Received 15 December 2008; Accepted 27 May 2009

Academic Editor: Sylvie Cloutier

Copyright © 2009 Yunbi Xu et al. This is an open access article distributed under the Creative Commons Attribution License, which permits unrestricted use, distribution, and reproduction in any medium, provided the original work is properly cited.

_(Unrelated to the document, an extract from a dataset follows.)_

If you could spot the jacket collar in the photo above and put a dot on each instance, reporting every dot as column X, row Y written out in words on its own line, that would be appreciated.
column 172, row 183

Maize is an important crop for food, feed, forage, and fuel across tropical and temperate areas of the world. Diversity studies at genetic, molecular, and functional levels have revealed that, tropical maize germplasm, landraces, and wild relatives harbor a significantly wider range of genetic variation. Among all types of markers, SNP markers are increasingly the marker-of-choice for all genomics applications in maize breeding. Genetic mapping has been developed through conventional linkage mapping and more recently through linkage disequilibrium-based association analyses. Maize genome sequencing, initially focused on gene-rich regions, now aims for the availability of complete genome sequence. Conventional insertion mutation-based cloning has been complemented recently by EST- and map-based cloning. Transgenics and nutritional genomics are rapidly advancing fields targeting important agronomic traits including pest resistance and grain quality. Substantial advances have been made in methodologies for genomics-assisted breeding, enhancing progress in yield as well as abiotic and biotic stress resistances. Various genomic databases and informatics tools have been developed, among which MaizeGDB is the most developed and widely used by the maize research community. In the future, more emphasis should be given to the development of tools and strategic germplasm resources for more effective molecular breeding of tropical maize products.